Amanda did her first pick up last week and she was able to write about her exciting experience and post about a delicious meal she made with her fresh items. Read Productive Meal
Amanda explained the benefits of a CSA in such a beautiful way that she had me looking up for local CSA’s in Long Island immediately!. She was also generous enough to include the delicious recipe that I cannot wait to try! I encourage you to read her posts, but here is a snippet from her first CSA post:
Benefits to the Farmer
- Helps them to market their food early in the year
- Farmers receive payments early in the year which helps them to purchase the equipment they need
- They get to know their consumer
Benefits to the Consumer
- Get super fresh products
- Get local products
- Be more inclined to try new fruits and or vegetables
- Knowing that you are directly helping local local economy
This leads me to my next point of the Benefits of Local Food
- More Nutrients
- The less time that food passes between the farm and the consumer, the fewer nutrients it will lose.
- Many vitamins and minerals are heat, light and pH sensitive. Fruits and vegetables are exposed to excessive heat, light and pH when in the truck traveling hundreds and thousands of miles, in the ware house, and sitting on the shelves of grocery stores
- Local Fruits & Veggies are picked at their peak freshness, which makes them contain more nutrients
- Last LongerLocal foods are often safer because local farmers take pride in their foods and do not use harmful substances such as:
- Local Fruits & Veggies are picked more recently, which means you will have more time until they become moldy/smelly!
- Antibiotics are used to prevent sickness in animals. This can be harmful in humans as it encourages bacteria resistant pathogens.
- Recombinant bovine growth hormone (rBGH)

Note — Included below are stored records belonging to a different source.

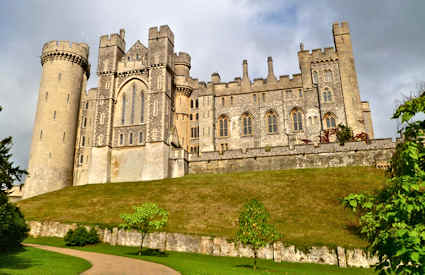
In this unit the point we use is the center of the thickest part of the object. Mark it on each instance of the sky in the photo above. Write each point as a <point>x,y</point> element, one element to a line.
<point>388,42</point>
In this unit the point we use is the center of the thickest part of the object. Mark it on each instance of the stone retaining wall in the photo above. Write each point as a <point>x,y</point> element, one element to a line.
<point>375,153</point>
<point>216,246</point>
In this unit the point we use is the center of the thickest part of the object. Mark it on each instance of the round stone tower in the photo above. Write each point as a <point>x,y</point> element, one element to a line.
<point>64,76</point>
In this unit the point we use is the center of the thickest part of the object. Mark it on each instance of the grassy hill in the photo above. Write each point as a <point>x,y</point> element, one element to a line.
<point>305,204</point>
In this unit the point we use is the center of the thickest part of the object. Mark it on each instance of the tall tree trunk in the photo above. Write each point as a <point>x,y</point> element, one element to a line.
<point>141,244</point>
<point>255,259</point>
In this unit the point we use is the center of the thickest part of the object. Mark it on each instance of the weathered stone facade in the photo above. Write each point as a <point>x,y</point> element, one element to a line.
<point>217,246</point>
<point>149,119</point>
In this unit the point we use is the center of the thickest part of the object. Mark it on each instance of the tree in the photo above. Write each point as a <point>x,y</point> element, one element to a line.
<point>13,229</point>
<point>9,173</point>
<point>393,220</point>
<point>254,229</point>
<point>146,219</point>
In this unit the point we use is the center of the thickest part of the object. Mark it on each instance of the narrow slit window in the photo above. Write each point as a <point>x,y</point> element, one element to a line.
<point>123,110</point>
<point>142,109</point>
<point>133,99</point>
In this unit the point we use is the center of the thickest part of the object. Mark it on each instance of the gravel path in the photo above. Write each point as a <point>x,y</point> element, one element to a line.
<point>104,264</point>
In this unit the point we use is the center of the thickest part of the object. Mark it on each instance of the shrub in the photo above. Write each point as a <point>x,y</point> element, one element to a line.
<point>13,229</point>
<point>81,237</point>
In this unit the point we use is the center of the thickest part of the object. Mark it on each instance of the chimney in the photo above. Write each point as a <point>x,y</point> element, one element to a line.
<point>246,83</point>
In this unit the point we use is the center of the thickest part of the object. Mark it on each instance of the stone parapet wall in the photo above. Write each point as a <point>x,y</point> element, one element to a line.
<point>375,153</point>
<point>217,246</point>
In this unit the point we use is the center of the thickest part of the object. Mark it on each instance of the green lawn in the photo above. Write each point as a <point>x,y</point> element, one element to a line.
<point>197,264</point>
<point>305,204</point>
<point>29,260</point>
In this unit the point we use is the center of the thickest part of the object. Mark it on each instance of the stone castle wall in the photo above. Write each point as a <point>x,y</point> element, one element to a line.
<point>216,246</point>
<point>377,153</point>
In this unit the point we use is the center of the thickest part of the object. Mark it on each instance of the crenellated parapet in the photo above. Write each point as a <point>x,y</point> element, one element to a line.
<point>319,55</point>
<point>113,39</point>
<point>65,50</point>
<point>182,58</point>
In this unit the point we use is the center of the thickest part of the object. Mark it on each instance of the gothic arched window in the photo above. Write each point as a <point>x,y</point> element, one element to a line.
<point>223,123</point>
<point>246,124</point>
<point>297,119</point>
<point>271,122</point>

- Taste (the most important part!!)
- Local crops are picked at their peak of freshness
- Farm made products, such as cheeses and jams are hand-crafted for the best flavor
- Food traveling hundreds (or even thousands) of miles is older, has been stored in warehouses, super market shelves and traveled on planes/trains and cars before getting into your mouth
So there you have it: great taste, the best quality, more nutrients and minimal chemicals- its a WIN-WIN…WIN! I highly suggest doing some of your own research and find a CSA in your area.
Note: some may feel that even when purchasing produce from local farms, prices may still be a little higher than the big supermarket companies. Well this is because those big companies can afford to do so…because they purchase produce that has been genetically modified, sprayed with chemicals, shipped across the country/overseas and has lost a great portion of their nutritional value. The more we support our local farmers, the easier it will be for them to grow and sell more crops, hence a decrease in prices. Again, WIN-WIN…WIN!